Categories: Care, Featured, and Policy.

Courtesy of Paliativos Sin Fronteras/Palliative Notes Magazine 2021.

Authors: Carlos Eduardo Jouan Guimaraes, Pedro Medeiros Junior and Josimario Silva – Brazil

The newborn in all cultures is the most vulnerable and protected human being because he or she represents a breath of life and hope for the family and society that receives him or her. Due to this fact, when a baby is diagnosed in-utero or shortly after birth with a pathology that limits life or seriously compromises its quality, it is considered necessary to do “everything” to keep it alive.

Technological advances have made it increasingly possible to diagnose intrauterine congenital malformations, many of which are considered life-limiting. Currently, in Brazil, it is estimated that 3% of live births have a malformation and that 1.2% of these births have serious health consequences for the child. Early diagnosis can lead to treatments that increase survival, such as the placement of an endotracheal balloon by intrauterine surgery for the diagnosis of diaphragmatic hernia. This procedure can decrease perinatal mortality from 90 % to 50 %. In scenarios such as this, neonatal ICUs have enabled the increasing recovery of thousands of babies’ lives.

However, in some cases, the use of technology goes beyond therapeutic obstinacy and unfortunately moves towards futility. Newborns who remain hospitalised for long periods in intensive care units (ICU), dependent on invasive procedures and measures, are often transferred from neonatal to paediatric ICU and their social life with other family members is intensely limited. When discharge occurs, it is dependent on specialised care and with great limitations, thus diminishing the quality of life of the child and family. Exclusive prolongation of the dying process with the suffering of the child and family culminates in the three-dimensional scenario of dyskinesia or even survival with severe neurological injuries and severely compromising debilitating quality of life issues. US studies estimate that about 15,000 newborns are in this condition each year.

In the neonatal period, decision-making is often difficult due to the large variability of clinical response observed in patients. In addition, neuroplasticity brings uncertainties to healthcare professionals regarding prognosis and, consequently, therapeutic limitation decisions. Therefore, it is necessary to use a method that assists the medical team in making decisions in order to bring adequacy and tranquillity to the therapeutic process, as well as to minimise conflicts and suffering for relatives and care teams. Deli-berar, from the Latin deliberae (from + librare – despite), is thus the attitude conducive to this end, since the deliberative method aims to lead to a decision on the basis of reflection on the options. These arise when, in addition to clinical facts, biography, values and family decisions are considered.

Final considerations

Making decisions in neonatology require a great deal of ethical effort.

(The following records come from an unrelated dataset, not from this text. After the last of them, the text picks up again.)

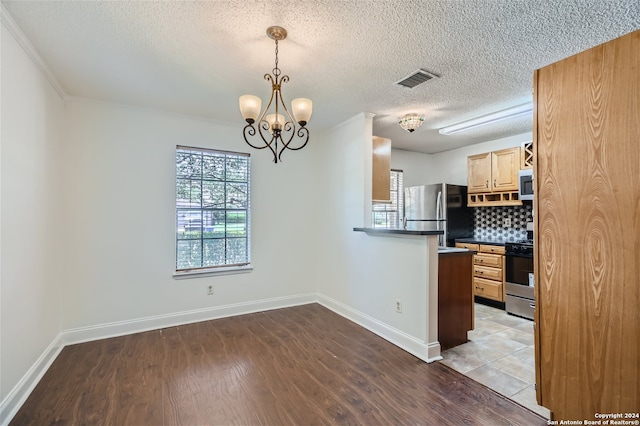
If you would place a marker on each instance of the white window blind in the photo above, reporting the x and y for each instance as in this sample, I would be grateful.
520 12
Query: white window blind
212 209
389 215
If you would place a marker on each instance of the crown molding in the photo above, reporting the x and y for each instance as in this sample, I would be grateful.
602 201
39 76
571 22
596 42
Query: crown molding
10 24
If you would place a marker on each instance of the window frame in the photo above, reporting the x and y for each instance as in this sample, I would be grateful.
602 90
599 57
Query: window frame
222 269
399 210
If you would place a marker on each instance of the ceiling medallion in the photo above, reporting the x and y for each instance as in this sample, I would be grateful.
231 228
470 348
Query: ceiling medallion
276 127
411 122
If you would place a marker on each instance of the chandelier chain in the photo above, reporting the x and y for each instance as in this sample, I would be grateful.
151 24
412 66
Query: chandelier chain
276 70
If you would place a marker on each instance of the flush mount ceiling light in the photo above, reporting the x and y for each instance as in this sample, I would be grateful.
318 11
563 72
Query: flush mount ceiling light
411 122
495 117
276 127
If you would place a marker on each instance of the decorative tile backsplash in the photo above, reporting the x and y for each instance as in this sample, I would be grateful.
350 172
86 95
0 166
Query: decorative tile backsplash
489 222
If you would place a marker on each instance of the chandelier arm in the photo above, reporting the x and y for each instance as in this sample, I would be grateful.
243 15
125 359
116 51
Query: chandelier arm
303 132
251 131
278 137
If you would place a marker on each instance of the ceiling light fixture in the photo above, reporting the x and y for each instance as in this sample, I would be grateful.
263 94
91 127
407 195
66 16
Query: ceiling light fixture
495 117
411 122
276 129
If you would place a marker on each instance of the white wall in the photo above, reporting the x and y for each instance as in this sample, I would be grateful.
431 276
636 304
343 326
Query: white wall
32 124
362 273
119 189
451 166
417 167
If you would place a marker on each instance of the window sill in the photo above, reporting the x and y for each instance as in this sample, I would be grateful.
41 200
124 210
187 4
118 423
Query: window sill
212 272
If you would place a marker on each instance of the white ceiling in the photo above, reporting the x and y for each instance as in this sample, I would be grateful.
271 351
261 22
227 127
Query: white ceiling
198 57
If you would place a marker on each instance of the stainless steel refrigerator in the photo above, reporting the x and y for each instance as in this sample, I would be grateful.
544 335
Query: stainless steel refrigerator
440 206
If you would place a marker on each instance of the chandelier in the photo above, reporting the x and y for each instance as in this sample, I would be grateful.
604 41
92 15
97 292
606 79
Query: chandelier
411 122
276 127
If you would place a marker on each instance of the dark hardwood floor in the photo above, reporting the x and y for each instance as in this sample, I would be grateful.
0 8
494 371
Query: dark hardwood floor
295 366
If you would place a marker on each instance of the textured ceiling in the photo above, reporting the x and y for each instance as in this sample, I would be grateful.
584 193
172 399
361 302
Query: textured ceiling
198 57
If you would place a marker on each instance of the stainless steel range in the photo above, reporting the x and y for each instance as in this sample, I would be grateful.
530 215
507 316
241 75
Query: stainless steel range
519 278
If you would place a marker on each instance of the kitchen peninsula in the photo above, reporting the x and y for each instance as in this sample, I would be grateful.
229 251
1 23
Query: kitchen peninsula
436 308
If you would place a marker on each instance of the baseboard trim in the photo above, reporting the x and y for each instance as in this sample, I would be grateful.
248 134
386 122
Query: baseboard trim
21 391
122 328
428 352
19 394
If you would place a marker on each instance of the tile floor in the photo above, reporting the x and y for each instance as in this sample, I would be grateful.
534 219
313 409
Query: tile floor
499 354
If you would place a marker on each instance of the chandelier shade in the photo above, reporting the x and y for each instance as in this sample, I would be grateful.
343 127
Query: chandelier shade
250 107
411 122
275 127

Babies are an affirmation and a sign of hope for their families and for the society that receives them.

Faced with a perinatal diagnosis of an impairment or shortly after birth, both the family and the health care team are faced with a difficult moment:

For the family, because the death of their idealised child, without any pathology who grows up and forms his own family, breaks the expected natural history of his parents.

For health professionals, who will be faced with the ethical and moral dilemma of how far care and treatment should be maintained without causing suffering to the patient and his or her family.

When the diagnosis is of a condition that is not compatible with life, decisions on therapeutic limitation become a little less difficult to make. However, even in these cases, the high expectations of families for the survival of their children can generate great conflict between health care teams and family members, as well as immense emotional exhaustion for all.

There is much talk of a grey zone in neonatal cases and these, along with the issue of neuroplasticity, are major drivers of conflict both between the family and the health teams, as well as between the teams themselves. There are several factors to consider that can hinder decision-making in a delivery room or neonatal ICU.

To facilitate this decision-making, it is noted that good communication between the health team and the family is the first step to avoid conflicts and, if they occur, to resolve them quickly and with greater family satisfaction. Through effective communication, we can obtain the information (prior knowledge of the family about their child’s illness; prognosis; treatment expectations; biography of the family with their values, including spiritual ones) to be used together with the clinical data (diagnosis of the newborn, prognosis, possible treatment for the patient in question, response to treatments already carried out). This is achieved through the most prudent and individualised action for that case, aiming at the good of both the newborn and his or her family. Using the deliberative method for decision-making in neonatology allows for more humane and dignified treatment of the newborn, since, in addition to the decision encompassing the best possible technique, it is also based on analysis, respect and consideration of the family’s values and wishes.